Question: Find the equation of the line passing through the point of intersection of the lines 3x +y = 7 and 3y = 4x -5 and parallel to the line 2x -y = 3.

Solution:

Line 1
Equation of the line is 2x - y = 3
Slope of line ($m_1$) = $- \frac{coefficient \; of \; x}{ coefficient\; of y}$
$= - \frac{2}{-1}$
$= 2$

Given,
Second line passes through 3x +y = 7 and 2y = 4x -5.
Solving the equations simultaneously,

$3x + y = 7$
$or, y = 7 - 3x$ - (i)

Also,
$3y = 4x -5$
[Put value of y from equation (i) and solve]
$or, 3(7 -3x) = 4x -5$
$or, 21 - 9x = 4x -5$
$or, 21+5 = 4x +9x$
$or, 26 = 13x$
$or, x = \frac{26}{13}$
$\therefore x = 2$

Put value of x in equation (i), we get,
$or, y = 7-3×2$
$or, y = 7-6$
$\therefore y = 1$

(x,y) = (2,1)

So, coordinates of the point on the line 2 is (2,1).

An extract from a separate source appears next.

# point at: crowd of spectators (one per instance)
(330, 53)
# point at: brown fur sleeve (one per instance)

According to the question,
Two lines are parallel to each other. Let $m_2$ represent the slope of the second line.
We have,
$m_1 = m_2$
$or, 2 = m_2$
$\therefore m_2 = 2$

Equation of line 2 when $m_2 = 2$ and point (2,1) = ($x_1,y_1$) is given by the formula,
$(y-y_1) = m_2 (x -x_1)$
$or, (y -1) = 2(x -2)$
$or, y -1 = 2x -4$
$or, 2x -y -4+1 = 0$
$or, 2x - y -3 = 0$ is the required equation.

Therefore, the required equation of the line is 2x -y -3 = 0.